Design systems, why?
"A design system isn’t just a set of reusable components, it’s a shared language between design and engineering.”
— Nielsen Norman Group, “Design Systems 101”
The start of the journey
When I joined UniHomes, design cohesion and consistency always took a back seat. Buttons came in six different border radii, and colours were inconsistent across pages. Over the years, engineers had built the same component repeatedly, each time with various classes and subtle styling differences.
What started as a simple UI cleanup evolved into something far more foundational, a bespoke design system that helped unify our design language, accelerate development, and scale our product ecosystem.




Understanding the problem
The first audit
I knew the website was bad, and the design was only the tip of the iceberg on a litany of problems that users faced when trying to accomplish their goals. To build and improve the process, I needed to understand the current state of the design systems in place. It turns out there was nothing consistent.
In my early projects, the back-and-forth between me and engineering was mind-blowing, clearly impacting development velocity.
12
Different shades of orange including random gradients across Figma handover files
4
Different fonts used for the same header variation, including a third party design system
0
Documentation. Nothing for handover, no guidelines for development, no systems at all
"Design debt is like technical debt: the longer you ignore it, the more expensive it becomes.”
— Nielsen Norman Group
The strategy
How do you solve such an engrained issue?
Our business needed more than visual consistency, we needed a scalable design foundation that could support multiple brands and future platforms.
I partnered with engineering and product leadership to define three clear goals:
Unify
Create a single source of truth for components and design across our ecosystem for development and future design teams.
Accelerate
Aim to reduce handover friction between Product and Engineering. There should be no questions about components.
Scale
Empower scalability. The Design System should be a living, evolving creature, built in a way that accommodates this.
"Our Design System's main goal is to help accelerate and unify project delivery"
— Internal comms
Build it
Stage one: The basics
Colour, typography, buttons.
In my opinion everything stems from these four key elements. You use them to build a look and feel of a brand or business function. Border radii on buttons for example could influence how form or text fields look. Typography and colour influence calls to action, layouts, forms, even promotions.


Stage two: Slightly expand the library
Inputs, forms, galleries, headers/footers, anything that would be common on a majority of pages throughout the system.




Stage three: Maintenance
To ensure parity between design and code, I collaborated closely with engineering in order to bring our dream of minimal handover to a reality.
Annotate
Adding a system of annotations to designs for edge cases or animations to avoid confusion.
Observe
I sat in refinement and planning sessions to see the design handover process in action and tweak accordingly.
Review
In retrospectives the design system was often raised in order to catch ad-hoc feedback.
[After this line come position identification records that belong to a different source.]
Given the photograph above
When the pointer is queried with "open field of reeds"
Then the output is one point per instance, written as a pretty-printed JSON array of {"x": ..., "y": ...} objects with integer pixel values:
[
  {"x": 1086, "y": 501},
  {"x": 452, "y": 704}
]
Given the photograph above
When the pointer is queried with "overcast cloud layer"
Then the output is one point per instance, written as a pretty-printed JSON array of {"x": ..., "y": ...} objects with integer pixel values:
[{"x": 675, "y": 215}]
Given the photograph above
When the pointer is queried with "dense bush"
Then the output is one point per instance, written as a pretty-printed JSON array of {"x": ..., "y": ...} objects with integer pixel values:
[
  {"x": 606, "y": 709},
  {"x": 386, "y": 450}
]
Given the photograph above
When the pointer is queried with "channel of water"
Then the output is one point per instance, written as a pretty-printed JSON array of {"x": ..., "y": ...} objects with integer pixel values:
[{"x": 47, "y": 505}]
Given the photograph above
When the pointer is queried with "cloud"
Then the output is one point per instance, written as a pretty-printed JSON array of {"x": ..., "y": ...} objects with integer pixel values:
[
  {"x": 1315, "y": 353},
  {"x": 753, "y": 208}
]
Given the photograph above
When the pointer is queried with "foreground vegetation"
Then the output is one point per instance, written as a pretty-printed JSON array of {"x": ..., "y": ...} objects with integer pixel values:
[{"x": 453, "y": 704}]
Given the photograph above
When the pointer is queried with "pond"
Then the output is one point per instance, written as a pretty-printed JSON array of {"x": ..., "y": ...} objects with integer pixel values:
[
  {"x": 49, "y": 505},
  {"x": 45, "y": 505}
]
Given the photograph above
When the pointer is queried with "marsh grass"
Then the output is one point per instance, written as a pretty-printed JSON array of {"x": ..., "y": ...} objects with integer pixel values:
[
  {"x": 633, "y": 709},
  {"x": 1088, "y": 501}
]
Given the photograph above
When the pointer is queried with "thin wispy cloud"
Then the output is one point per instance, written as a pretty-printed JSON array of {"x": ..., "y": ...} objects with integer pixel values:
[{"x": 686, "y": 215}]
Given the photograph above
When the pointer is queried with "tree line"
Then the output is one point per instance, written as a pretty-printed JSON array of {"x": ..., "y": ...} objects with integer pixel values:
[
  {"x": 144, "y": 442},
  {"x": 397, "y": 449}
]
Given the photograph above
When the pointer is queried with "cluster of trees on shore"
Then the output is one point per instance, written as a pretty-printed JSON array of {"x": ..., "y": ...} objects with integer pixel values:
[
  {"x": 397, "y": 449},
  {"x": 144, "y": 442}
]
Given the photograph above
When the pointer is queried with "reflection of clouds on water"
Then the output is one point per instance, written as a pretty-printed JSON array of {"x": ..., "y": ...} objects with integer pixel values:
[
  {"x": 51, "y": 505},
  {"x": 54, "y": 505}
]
Building a Bespoke Design System
From Chaos to Cohesion
UniHomes
Product Design
Prop-tech

The results
Reduction
In meeting length for design discussion
From hours of back and forth to the occasional five minute chat
100%
New screens using the system
All handovers used the new system
System parity
It was rare to see components online and not in the system
Eventually this led to components being re-used site wide
Clarity, not control
A truly collaborative approach
A well-crafted system gives teams the confidence to move fast without breaking design integrity.